I think I got the point that you do not mean to ask whether data is store in heap or stack! we have the same puzzle about this!

The question you asked is highly related with programming language and how operating system deal with process and variables.

That is very interesting because when I were in my university studying C and C++, I encounter the same question as you. after reading some ASM code compiled by GCC, I have little bit of comprehension with this, let's discuss about it, if any problem, please comment it and let me learn more about it.
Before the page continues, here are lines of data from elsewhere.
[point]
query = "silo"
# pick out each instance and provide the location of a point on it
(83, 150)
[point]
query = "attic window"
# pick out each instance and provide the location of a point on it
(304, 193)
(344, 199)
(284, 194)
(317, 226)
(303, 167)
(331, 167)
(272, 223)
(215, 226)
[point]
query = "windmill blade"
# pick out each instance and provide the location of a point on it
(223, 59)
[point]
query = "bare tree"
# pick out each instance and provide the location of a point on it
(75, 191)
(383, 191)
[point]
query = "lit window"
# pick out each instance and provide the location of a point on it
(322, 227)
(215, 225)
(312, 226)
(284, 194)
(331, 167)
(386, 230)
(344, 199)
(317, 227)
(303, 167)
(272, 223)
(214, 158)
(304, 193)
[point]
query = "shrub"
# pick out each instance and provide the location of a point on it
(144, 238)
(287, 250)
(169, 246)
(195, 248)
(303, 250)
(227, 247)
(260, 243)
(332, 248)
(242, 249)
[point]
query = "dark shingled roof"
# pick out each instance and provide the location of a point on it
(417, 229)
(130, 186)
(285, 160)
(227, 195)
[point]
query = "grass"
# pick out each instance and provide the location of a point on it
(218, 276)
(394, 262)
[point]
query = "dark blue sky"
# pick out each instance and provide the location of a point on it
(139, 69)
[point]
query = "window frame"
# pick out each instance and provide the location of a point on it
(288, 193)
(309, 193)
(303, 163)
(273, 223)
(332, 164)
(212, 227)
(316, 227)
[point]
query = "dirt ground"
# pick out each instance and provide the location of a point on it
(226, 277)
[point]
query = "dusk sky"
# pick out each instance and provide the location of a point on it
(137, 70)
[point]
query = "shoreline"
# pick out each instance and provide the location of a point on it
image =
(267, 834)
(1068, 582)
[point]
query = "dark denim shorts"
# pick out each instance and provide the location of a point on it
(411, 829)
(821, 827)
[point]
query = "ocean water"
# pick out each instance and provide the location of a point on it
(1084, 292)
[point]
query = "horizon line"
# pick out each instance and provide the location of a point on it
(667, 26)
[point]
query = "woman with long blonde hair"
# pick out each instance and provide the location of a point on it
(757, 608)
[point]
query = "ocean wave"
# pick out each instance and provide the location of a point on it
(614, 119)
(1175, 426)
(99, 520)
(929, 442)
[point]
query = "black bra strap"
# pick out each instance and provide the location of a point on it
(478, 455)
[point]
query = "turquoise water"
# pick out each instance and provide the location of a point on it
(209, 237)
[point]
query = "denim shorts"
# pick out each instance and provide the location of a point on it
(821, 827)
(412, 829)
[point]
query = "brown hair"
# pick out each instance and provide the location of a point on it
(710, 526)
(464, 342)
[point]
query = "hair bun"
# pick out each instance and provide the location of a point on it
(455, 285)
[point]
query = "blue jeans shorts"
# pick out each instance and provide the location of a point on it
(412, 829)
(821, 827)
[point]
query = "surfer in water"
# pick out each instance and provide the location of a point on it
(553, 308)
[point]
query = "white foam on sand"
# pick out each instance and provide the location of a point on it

In my opinion, the variable name will not be stored and variable value are stored in, because in ASM code, there is no real variable name except for cache name for short, all the so called variable is just an off set from stack or heap.
which I think is a hint for my learning, since ASM deal with variable name in this way, other language might have the same strategy.
They just store off set for real place for holding data.
let us make an example, say the variable name a is placed in address @1000 and the type of this a is integer, thus in memory address

addr  type     value
@1000 int      5    

which @1000 is the off set where the real data stored in.

as you can see that the data is put in the real off set for that.
In my understanding of process, that all the variable will be replaced by "address" of this "variable" at the beginning of a process, which means while CPU only deal with "address" that already allocated in memory.
let us review this procedure again: that you have defined
int a=5; print(a);
after compilation, the program is transfer into another format(all by my imagination) :

stack:0-4  int  5
print stack:0-4

while in the situation of process that real executing, I think the memory will be like this:

@2000 4  5     //allocate 4 byte from @2000, and put 5 into it
print @2000 4  //read 4 byte from @2000, then print

Since process's memory is allocated by CPU, the @2000 is an off set of this variable name, which means the name will be replaced by just an memory address, then will read data 5 from this address, and then execute the print command.

RETHINK

after completion of my writing, I found it rather hard to image by other people, we can discuss it if any problem or and mistake I have made.